When I least expect it, my anxiety hits me with full force.
My fingers frantically twitch, my skin freezes and my heart beats faster than it normally does. I try my best to contain myself, taking prolonged, persistent breaths, but I can’t help but feel like I’m drowning.
Every thought I’ve ever had comes back, the scariest ones racing through my mind like a beehive — from insecurities about my abilities and academic future to feelings of nobody else caring about me, even if I know that’s not true.
And because I have these irrational fears about those who love me most, I rarely tell them about my anxiety in the first place. So, for the past few years, I’ve kept mostly silent about my mental health issues, painting myself in a smile and an aura of positivity so nobody ever worries about me.
And that’s not healthy.
I’d spend some Saturday nights alone, aimlessly walking around Rittenhouse Square rather than making plans. I had little desire to make new friends or to strengthen bonds with the ones I already had, and I found myself ignoring my best friends.
But on a Friday morning halfway through this semester, I broke that cycle.
I walked into Tuttleman Counseling Services, sat down with someone there and told them everything: how I’ve been feeling, the way I’ve drifted away from others, even disclosing anxieties that date back a decade.
A week later, I was assigned to a therapist, and we connected immediately. Although I was still afraid to be entirely vulnerable, I felt like I could talk freely with him.
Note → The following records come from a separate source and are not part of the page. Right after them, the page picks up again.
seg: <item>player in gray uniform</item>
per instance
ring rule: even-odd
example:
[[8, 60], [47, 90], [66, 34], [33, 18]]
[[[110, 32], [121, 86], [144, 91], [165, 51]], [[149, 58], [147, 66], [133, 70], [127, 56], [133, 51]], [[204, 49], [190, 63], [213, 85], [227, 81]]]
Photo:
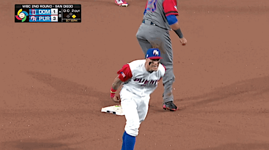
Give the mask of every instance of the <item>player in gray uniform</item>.
[[148, 0], [142, 23], [136, 38], [144, 54], [151, 48], [158, 48], [163, 57], [160, 63], [166, 69], [163, 78], [163, 108], [170, 111], [178, 109], [173, 103], [172, 84], [175, 81], [173, 69], [173, 51], [169, 31], [173, 30], [182, 45], [187, 40], [183, 37], [176, 18], [178, 15], [176, 0]]

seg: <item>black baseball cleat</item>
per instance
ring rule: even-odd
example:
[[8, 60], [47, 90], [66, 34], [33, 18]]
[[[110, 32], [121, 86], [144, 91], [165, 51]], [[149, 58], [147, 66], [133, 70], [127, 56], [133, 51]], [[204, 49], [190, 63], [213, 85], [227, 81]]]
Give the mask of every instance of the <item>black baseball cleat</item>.
[[162, 108], [164, 110], [169, 110], [172, 111], [175, 111], [178, 110], [178, 108], [173, 103], [172, 101], [169, 101], [168, 102], [164, 103], [163, 105], [162, 105]]

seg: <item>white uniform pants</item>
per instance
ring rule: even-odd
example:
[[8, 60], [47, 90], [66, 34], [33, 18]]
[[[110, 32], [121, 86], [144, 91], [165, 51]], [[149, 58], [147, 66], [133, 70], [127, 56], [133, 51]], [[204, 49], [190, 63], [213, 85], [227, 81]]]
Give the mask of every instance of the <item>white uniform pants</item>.
[[122, 107], [126, 119], [125, 131], [133, 137], [138, 135], [138, 128], [147, 114], [149, 95], [138, 96], [123, 88], [121, 91]]

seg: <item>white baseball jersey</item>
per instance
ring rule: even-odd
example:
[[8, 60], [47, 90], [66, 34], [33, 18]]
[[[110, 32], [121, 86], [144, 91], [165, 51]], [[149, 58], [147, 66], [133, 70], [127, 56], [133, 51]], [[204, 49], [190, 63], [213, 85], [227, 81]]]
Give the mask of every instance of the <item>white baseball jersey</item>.
[[146, 70], [145, 63], [145, 60], [135, 60], [118, 72], [119, 78], [125, 82], [123, 89], [139, 96], [148, 96], [154, 91], [164, 75], [165, 68], [160, 64], [158, 70], [150, 73]]

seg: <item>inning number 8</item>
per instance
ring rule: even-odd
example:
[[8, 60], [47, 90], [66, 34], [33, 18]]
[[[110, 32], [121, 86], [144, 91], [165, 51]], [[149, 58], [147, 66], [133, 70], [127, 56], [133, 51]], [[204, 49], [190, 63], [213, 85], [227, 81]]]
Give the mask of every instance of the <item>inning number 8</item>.
[[152, 7], [150, 8], [150, 7], [148, 7], [147, 8], [147, 10], [151, 10], [152, 11], [152, 12], [154, 12], [155, 10], [156, 10], [156, 2], [157, 2], [157, 0], [148, 0], [148, 2], [147, 3], [147, 4], [148, 5], [151, 5], [153, 3], [153, 5], [152, 5]]

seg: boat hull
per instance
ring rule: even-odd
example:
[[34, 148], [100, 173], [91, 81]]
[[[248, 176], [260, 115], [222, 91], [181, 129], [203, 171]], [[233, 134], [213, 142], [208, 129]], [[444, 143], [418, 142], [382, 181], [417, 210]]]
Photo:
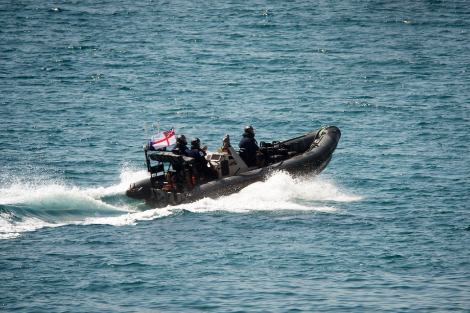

The experience was exhilarating, and it grew to be much more important when, three hours after leaving that appointment, I received a text telling me one of my close friends from home, Marcus, passed away.
The anxiety came back instantly. My whole body started shaking, my thought process felt clouded, and my voice began trembling so much I could barely stay at work anymore. I asked to go home and cried more than I ever have before. I felt broken, lost and petrified. I skipped most of my classes to stay home, away from others.
There was no conquering my anxiety in that moment, and my unhealthy coping mechanisms took the wheel.
Over the past month, small tasks like getting out of bed and completing homework have felt like insurmountable feats.
To have grief and anxiety holding me down, every accomplishment feels like the rush of winning a marathon. Now, I celebrate my smallest victories — going to work, finishing a paper or making plans with friends — because those can sometimes be the most difficult.
And my biggest triumphs — reaching out for therapy, keeping my close friends in the loop about my anxiety, even being vulnerable enough to write this essay — are moments that make me smile.
I know they’re making Marcus smile, too, and I know he’s so proud of me and all my smallest victories.
Reflecting on my own struggles with anxiety, grief and other mental health issues, I chose this year’s Essayist theme to be “proud and powerful” because I want to celebrate the accomplishments of our writers and staff members.
Whether they’re reflecting on how they’ve overcome restrictions others place on them, their own physical limitations or their personal struggles with mental health, I want to highlight these moments of empowerment and pride that might’ve otherwise gone untold.
Because if there’s anything I’ve learned, it’s to not stay silent about what you’re going through, and by the same token, to be proud of every accomplishment: big or small.